Being crow, I should make my way back to the killing field. I might have to haunt the margins for a time if the humans are still at work. On my last circuit I winged all the way back to the circled wagons. Between here and there, the dog man’s pack hunkered over the dead. They were stripping the bodies, revealing even the blue-white underskins of their feet. One yanked a glitter-string from a female’s wrist. One plucked shimmer-discs from an overskin he’d peeled away. The crow eye sparked and buzzed.
A third sank to his knees as I flapped over his head. He regurgitated heavily into the grass, though there was no sign of him
having partaken of the kill. They tend not to feed on their own kind, or on other predators, come to that. Someone should tell them the flesh of a meat-eater is more storied—veins of every creature it’s run to ground still marbled throughout.
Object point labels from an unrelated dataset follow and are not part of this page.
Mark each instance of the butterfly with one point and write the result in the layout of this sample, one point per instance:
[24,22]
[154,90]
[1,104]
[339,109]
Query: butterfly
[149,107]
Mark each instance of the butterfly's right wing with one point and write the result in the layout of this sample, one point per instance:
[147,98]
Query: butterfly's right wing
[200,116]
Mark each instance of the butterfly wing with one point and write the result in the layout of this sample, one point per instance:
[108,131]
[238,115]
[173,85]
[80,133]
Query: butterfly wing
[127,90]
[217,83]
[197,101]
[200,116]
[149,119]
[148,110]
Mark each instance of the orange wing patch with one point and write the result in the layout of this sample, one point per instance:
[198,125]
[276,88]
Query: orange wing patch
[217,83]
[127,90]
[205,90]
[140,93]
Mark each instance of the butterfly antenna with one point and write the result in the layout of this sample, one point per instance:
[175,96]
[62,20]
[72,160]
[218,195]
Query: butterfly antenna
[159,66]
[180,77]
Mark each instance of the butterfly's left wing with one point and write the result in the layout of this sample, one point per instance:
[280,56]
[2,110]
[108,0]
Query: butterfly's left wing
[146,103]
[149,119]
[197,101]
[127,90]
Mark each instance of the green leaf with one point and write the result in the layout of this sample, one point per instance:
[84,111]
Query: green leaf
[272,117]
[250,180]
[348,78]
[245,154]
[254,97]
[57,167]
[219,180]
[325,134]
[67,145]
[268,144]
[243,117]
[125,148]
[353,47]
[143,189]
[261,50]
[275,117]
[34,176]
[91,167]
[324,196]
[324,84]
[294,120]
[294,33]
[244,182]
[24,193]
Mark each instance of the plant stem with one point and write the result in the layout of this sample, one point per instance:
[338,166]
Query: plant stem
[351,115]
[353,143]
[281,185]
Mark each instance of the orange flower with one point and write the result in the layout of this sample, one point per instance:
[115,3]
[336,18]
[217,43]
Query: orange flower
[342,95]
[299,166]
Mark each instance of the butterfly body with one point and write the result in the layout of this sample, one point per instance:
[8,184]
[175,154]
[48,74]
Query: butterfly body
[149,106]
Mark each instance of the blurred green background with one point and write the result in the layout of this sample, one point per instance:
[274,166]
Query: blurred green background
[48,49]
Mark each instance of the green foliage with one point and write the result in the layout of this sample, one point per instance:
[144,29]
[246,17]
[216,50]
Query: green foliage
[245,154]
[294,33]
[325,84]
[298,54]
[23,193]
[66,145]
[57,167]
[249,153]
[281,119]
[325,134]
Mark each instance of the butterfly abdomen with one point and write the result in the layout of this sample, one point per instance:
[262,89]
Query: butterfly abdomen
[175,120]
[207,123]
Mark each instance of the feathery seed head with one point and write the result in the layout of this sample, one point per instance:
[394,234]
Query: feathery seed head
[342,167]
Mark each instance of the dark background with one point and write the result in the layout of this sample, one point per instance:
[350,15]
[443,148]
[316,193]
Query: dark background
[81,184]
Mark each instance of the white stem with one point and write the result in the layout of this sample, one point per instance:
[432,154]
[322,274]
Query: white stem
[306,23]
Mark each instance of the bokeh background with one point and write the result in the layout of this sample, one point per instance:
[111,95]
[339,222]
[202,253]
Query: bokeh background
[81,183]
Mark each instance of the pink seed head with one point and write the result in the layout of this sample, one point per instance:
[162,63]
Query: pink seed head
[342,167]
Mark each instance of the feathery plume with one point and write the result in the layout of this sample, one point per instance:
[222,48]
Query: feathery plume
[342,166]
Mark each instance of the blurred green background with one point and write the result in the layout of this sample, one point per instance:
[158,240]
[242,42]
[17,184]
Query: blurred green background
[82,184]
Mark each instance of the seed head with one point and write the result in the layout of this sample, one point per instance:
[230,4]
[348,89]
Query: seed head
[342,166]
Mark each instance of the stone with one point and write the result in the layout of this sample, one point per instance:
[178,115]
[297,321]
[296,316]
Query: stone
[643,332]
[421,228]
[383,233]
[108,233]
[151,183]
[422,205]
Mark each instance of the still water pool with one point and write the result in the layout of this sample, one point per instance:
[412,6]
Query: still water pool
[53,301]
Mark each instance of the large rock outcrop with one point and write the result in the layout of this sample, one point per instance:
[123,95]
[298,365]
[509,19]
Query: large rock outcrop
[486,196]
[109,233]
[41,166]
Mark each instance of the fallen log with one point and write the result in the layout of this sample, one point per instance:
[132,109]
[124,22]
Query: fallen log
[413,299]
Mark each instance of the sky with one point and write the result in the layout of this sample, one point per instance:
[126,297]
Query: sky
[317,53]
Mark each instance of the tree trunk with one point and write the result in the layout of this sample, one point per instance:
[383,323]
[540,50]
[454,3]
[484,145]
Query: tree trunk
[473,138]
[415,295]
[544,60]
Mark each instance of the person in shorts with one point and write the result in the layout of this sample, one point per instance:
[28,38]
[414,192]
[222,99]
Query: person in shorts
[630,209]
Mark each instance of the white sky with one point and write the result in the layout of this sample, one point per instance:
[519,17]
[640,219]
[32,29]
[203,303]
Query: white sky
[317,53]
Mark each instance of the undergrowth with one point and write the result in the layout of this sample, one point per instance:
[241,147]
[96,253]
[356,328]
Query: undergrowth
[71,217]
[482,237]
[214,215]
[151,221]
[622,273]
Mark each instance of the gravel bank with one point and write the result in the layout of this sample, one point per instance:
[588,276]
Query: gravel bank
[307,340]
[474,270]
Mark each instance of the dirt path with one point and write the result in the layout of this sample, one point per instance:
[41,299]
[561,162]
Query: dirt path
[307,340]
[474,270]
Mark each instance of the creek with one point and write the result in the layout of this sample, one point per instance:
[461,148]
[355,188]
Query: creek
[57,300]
Some Originals stooped alongside the pack members, others gone to gather up the cattle and horses they ran off into the hills some nights since. How is it the freed beasts don’t know to keep running? They wait only for their hearts to slow, then forget their captors, drop their noses into the green and feed. Herbivores. So often at a loss in the face of the true nature of things.
Such waste, such feast the humans leave behind. Those inner skins exposed to the sun, great softener, great opener of the dead. It remains to be seen how long they will protect their kill, standing over it jealously like wolves. At least the silver ones desire the flesh for their own consumption and, once sated, will often share. When humans kill humans, they cache every scrap, cry bloody murder if any creature dares dig it up.
Were I to alight on one of those bodies, they’d welcome me like a plague. I might manage to hop to its chin, slip the fine tip of my beak beneath an eyelid. I might even pierce the rich salt jelly, but before long one of them would cast the first of many stones. So unjust. They’ll never unearth the cache themselves, so why not let the other blood-lovers feed? Still, eventually night will fall. The humans will build a fire and cower round, or, better yet, beat a hasty retreat back to their lairs.
The pattern of bodies shows the killing was swift. Here and there lie signs of a few short chases, bursts of panicked speed, but most fell not far from where they were surprised. The females and their walking young form a loose flower head, fully blown. Some distance away, the line of fallen men marks the poor bloom’s severed stem. It’s a picture rendered all the more striking
by sprays and welters of blood. To pick a path between the corpses would be to wet my claws, to paint a tail-feather trail.